Add GPU implementation of QR factorization [wip]
Proposed changes
Add a GPU implementation of QR factorization using the blocked Householder reflection algorithm, see:
Andrew Kerr, Dan Campbell, Mark Richards, QR Decomposition on GPUs Jan Priessnitz, GPU acceleration of matrix factorization
Here is the reference code in numpy for the algorithm.
Left todo
- [x] clean up handling of batched inputs: slice the inputs/outputs and only pass the slice to the algorithm. Temporaries need only be sized for a single input matrix.
- [ ] share some constants between the kernel and the driver function.
- [x] consider merging the two kernels to compute W.
- [ ] benchmark and optimize grid/block sizes.
Checklist
Put an x in the boxes that apply.
- [ ] I have read the CONTRIBUTING document
- [ ] I have run
pre-commit run --all-filesto format my code / installed pre-commit prior to committing changes - [ ] I have added tests that prove my fix is effective or that my feature works
- [ ] I have updated the necessary documentation (if needed)

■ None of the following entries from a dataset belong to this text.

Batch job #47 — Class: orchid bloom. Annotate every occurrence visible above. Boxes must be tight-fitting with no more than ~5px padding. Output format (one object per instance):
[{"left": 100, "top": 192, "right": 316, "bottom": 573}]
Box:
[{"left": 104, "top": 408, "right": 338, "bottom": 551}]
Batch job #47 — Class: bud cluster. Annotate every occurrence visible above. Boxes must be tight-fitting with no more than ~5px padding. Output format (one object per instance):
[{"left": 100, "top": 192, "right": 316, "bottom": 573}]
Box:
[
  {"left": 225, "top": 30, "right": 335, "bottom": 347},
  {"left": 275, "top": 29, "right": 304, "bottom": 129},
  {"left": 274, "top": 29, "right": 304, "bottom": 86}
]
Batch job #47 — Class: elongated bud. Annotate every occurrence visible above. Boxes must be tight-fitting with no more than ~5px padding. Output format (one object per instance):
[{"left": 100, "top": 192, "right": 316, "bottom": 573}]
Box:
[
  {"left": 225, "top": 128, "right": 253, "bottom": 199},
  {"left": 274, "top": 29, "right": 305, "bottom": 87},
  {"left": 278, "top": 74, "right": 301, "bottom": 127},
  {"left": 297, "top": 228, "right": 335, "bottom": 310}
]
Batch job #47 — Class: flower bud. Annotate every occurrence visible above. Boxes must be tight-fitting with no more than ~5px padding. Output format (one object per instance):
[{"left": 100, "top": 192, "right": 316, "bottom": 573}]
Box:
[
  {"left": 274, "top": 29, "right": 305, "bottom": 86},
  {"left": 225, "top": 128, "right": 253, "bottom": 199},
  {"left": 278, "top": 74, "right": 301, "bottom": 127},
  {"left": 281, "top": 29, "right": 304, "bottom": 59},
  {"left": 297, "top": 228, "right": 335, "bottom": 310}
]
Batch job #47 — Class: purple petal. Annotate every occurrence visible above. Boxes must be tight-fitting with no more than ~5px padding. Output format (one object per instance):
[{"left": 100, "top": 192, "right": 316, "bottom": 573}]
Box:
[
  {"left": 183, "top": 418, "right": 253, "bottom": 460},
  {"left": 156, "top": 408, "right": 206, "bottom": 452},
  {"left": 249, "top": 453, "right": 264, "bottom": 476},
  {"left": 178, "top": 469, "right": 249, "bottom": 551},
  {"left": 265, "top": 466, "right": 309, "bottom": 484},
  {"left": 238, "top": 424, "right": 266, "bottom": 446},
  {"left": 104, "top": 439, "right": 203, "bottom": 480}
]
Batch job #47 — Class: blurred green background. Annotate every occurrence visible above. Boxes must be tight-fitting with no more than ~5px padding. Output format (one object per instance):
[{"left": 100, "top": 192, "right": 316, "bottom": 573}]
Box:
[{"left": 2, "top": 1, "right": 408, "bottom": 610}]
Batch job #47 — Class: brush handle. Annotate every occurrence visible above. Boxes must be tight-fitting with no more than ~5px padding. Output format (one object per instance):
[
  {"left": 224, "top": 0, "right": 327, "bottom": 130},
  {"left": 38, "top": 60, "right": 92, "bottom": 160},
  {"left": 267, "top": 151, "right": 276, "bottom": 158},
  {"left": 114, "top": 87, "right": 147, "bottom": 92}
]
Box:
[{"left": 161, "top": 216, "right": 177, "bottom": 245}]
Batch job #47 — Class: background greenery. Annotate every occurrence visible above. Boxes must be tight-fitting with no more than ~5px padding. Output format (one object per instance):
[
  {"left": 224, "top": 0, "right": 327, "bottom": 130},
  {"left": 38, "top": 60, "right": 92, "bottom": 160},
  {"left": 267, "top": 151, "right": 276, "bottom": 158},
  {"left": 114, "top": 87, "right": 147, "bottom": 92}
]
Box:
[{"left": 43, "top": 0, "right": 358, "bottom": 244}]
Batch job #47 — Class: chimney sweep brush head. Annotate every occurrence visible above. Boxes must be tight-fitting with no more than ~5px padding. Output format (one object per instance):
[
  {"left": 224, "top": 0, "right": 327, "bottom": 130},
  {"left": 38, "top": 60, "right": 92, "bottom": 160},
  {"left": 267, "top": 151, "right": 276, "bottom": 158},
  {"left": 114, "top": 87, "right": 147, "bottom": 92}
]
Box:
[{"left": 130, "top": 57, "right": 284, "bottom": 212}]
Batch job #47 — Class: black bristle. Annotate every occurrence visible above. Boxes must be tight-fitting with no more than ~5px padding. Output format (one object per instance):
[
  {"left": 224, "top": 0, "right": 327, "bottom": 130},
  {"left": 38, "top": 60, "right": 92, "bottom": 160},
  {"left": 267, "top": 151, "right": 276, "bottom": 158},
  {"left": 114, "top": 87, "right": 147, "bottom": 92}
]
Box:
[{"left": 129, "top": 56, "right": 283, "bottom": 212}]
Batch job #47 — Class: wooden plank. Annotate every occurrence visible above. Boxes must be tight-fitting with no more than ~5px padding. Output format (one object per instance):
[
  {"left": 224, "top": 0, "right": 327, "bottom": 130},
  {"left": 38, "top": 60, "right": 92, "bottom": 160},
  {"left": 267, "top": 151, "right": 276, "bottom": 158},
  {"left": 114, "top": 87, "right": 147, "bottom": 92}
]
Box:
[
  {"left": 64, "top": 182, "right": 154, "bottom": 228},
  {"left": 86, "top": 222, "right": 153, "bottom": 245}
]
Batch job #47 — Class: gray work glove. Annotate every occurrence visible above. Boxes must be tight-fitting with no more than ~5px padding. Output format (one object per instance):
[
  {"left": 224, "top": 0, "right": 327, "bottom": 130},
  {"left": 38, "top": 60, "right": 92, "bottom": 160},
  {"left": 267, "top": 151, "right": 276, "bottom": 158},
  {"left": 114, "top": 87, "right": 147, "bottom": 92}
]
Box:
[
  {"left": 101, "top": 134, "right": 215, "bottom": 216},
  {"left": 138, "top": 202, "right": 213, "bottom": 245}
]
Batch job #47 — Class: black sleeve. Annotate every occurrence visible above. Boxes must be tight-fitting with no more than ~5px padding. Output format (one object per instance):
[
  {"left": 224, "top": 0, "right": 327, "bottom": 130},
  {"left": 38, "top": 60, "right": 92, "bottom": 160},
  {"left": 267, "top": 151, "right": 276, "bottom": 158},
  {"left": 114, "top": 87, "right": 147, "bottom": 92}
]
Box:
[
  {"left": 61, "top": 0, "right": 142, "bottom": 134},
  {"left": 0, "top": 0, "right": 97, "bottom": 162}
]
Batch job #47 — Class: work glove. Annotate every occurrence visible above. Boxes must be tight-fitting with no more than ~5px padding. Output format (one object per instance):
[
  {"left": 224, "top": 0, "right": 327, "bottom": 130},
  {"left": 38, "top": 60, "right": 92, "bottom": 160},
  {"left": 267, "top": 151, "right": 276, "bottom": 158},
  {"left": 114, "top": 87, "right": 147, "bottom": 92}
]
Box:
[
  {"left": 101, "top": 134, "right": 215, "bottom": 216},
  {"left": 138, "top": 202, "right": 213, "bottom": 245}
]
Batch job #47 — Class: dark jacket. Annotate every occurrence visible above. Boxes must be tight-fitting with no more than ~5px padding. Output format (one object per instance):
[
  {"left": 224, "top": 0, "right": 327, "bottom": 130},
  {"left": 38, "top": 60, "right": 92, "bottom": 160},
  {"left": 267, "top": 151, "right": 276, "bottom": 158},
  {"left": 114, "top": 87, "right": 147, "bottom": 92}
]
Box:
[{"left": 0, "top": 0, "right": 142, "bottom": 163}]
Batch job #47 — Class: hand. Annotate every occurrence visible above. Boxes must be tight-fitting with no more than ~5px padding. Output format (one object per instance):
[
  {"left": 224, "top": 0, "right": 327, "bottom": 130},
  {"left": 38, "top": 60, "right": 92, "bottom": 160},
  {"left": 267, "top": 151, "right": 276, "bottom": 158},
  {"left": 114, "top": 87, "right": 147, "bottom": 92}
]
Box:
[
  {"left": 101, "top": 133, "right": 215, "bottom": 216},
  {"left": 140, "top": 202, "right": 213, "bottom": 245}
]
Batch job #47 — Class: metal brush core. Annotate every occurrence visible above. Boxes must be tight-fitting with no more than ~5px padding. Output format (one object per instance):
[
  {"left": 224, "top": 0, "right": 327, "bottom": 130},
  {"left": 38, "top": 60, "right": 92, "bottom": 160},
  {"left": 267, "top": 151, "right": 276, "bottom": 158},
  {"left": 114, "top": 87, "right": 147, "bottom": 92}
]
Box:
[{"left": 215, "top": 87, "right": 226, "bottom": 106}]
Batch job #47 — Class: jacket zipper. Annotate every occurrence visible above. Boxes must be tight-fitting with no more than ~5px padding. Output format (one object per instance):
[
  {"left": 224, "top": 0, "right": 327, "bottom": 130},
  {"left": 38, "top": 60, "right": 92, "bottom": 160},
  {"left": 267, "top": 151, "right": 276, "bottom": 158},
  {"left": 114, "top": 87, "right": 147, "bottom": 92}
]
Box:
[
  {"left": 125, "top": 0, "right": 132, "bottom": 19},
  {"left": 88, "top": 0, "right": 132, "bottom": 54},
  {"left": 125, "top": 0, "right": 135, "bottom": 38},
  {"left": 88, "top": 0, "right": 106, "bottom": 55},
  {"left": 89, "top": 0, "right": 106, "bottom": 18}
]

@awni I tried to apply your comments and pushed https://github.com/ml-explore/mlx/pull/975/commits/501b889de904adf3b60f4b19d16b3ee46bdc5db2 to avoid creating a new command buffer for each kernel, but I get:
-[AGXG13XFamilyCommandBuffer tryCoalescingPreviousComputeCommandEncoderWithConfig:nextEncoderClass:]:1015: failed assertion `A command encoder is already encoding to this command buffer'
Did you manually make a command encoder from the command buffer? MLX manages an active command encoder so you should not make it directly. Rather call the device.get_command_encoder() to get the active encoder.
Rather call the
device.get_command_encoder()to get the active encoder.
I also tried doing that in https://github.com/ml-explore/mlx/pull/975/commits/b979ccf3e4051b99320e5d69abe138359c9f0660 which just produces the wrong result.
I also tried tracing and XCode complains about redundant bindings. Should I somehow refactor how I bind buffers to the encoder?
I fixed the code (needed to introduce one more kernel to ensure the atomics were synchronized properly across different threadgroups). It's a bit slow, so I'll try to improve it now:
device n time_ms
0 cpu 2000 99.39
1 gpu 2000 283.36
@nicolov are you planning to come back to this?
I compared with Pytorch, which can use either magma or cusolver. I used a cloud machine with A100 and a desktop with a 1050 (which should be in the ballpark of my M1 Max):
| magma | cusolver | cpu | |
|---|---|---|---|
| 1050 | 8.8 | 11.7 | 14.1 |
| A100 | 18.2 | 6.3 | 21 |
The magma backend (see here) ends up calling magma_sgeqrf2_gpu(m, n, dA, ldda, tau, info) (here) which is an hybrid CPU/GPU algorithm using queues to overlap CPU compute (factorization of small submatrices) and GPU compute (transformation on the remainder of the matrix).
I'm not sure if it makes sense to implement such a hybrid in mlx, as it would require a lot of synchronization points. @awni what do you think?
Benchmark code:
import torch
a = torch.randn((1000, 1000))
a_cuda = a.to('cuda')
%timeit torch.linalg.qr(a, 'complete')
torch.backends.cuda.preferred_linalg_library('magma')
%timeit torch.linalg.qr(a_cuda, 'complete')
torch.backends.cuda.preferred_linalg_library('cusolver')
%timeit torch.linalg.qr(a_cuda, 'complete')
I'm not sure if it makes sense to implement such a hybrid in mlx, as it would require a lot of synchronization points. @awni what do you think?
Indeed that sounds tricky to make fast.
I'll close this PR, will re-open if I find an algorithm that's fast enough.